In parallelo, l’Oms ha avviato un bando per la fornitura di apparecchiature medicali per gli ospedali palestinesi, con termine 15 ottobre. Questo mentre ieri la Banca Mondiale ha pubblicato il nuovo Procurement Plan 2025-2027 per un progetto nella regione del valore complessivo di 170 milioni di dollari. Le gare, attese tra fine ottobre e novembre 2025, riguarderanno la ricostruzione di tre ospedali danneggiati nella Striscia, l’installazione di impianti fotovoltaici e la fornitura di dispositivi diagnostici e materiali clinici. I finanziamenti provengono da un fondo congiunto tra Ue e Banca Mondiale e rappresentano il primo capitolo del piano di ricostruzione da 80 miliardi di dollari.

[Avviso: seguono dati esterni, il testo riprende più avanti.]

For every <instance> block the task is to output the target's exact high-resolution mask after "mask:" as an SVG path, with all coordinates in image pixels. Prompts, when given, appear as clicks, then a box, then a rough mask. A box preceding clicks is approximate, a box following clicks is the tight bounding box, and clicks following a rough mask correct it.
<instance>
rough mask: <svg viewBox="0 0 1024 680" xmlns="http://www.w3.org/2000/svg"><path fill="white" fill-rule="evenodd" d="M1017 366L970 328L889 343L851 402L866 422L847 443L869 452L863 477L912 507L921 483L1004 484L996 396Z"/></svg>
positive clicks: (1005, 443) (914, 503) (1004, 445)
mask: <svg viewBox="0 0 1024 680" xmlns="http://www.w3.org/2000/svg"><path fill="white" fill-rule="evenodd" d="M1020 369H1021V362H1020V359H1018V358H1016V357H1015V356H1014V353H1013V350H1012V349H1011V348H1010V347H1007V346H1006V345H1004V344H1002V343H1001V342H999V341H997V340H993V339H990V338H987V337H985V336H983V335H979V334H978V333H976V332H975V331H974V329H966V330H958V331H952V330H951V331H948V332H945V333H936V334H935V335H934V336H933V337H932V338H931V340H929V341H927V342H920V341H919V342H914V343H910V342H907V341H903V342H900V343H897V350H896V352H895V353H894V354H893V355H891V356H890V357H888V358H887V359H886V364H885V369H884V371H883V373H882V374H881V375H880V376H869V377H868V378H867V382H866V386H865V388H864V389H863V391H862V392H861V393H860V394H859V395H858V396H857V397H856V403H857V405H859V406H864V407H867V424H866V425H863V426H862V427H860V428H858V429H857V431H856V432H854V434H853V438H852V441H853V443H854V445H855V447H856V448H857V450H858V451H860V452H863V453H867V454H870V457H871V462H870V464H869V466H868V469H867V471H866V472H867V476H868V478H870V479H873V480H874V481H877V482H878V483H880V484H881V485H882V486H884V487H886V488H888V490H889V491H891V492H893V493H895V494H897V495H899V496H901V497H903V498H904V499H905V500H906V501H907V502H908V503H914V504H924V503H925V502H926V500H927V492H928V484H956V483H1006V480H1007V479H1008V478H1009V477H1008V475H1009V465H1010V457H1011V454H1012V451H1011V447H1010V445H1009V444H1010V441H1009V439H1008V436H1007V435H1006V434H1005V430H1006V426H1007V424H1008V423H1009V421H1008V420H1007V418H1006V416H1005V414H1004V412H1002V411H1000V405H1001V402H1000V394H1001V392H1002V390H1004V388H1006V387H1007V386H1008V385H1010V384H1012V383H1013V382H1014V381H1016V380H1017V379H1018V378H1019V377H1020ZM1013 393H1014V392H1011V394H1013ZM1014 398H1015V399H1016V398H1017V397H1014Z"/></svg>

La regia della Casa Bianca negli accordi di pace garantisce un ruolo alle aziende Usa. Bechtel, Aecom e Fluor sono pronte per i primi progetti infrastrutturali, come reti idriche e sanitarie. Mentre Caterpillar, fornitore globale di macchinari pesanti, potrebbe essere coinvolta nella rimozione delle macerie. Tra i big italiani e dell’eurozona, basta vedere come i titoli hanno reagito in borsa alla notizia degli accordi di pace per capire chi il mercato considera tra i potenziali co-protagonisti della ricostruzione. A piazza Affari si è messo subito in luce il comparto costruzioni e materiali, con Cementir, Buzzi e Webuild.
Ma c’è anche un’altra partita parallela che si è riaperta col cessate il fuoco: la corsa ai giacimenti offshore, che vede già in campo i principali gruppi dell’ oil & gas. Israele, infatti, vuole accelerare l’espansione dei giacimenti Tamar e Leviathan, operati da Chevron e NewMed Energy, con l’obiettivo di aumentare la capacità di esportazioni verso l’Egitto. Il Tamar Expansion Project, mira a una produzione di 1,6 miliardi di piedi cubi al giorno, con avvio tra fine 2025 e inizio 2026. Leviathan Phase 1B, invece, porterà la produzione da 1,2 a 1,4 miliardi di piedi cubi entro il 2030.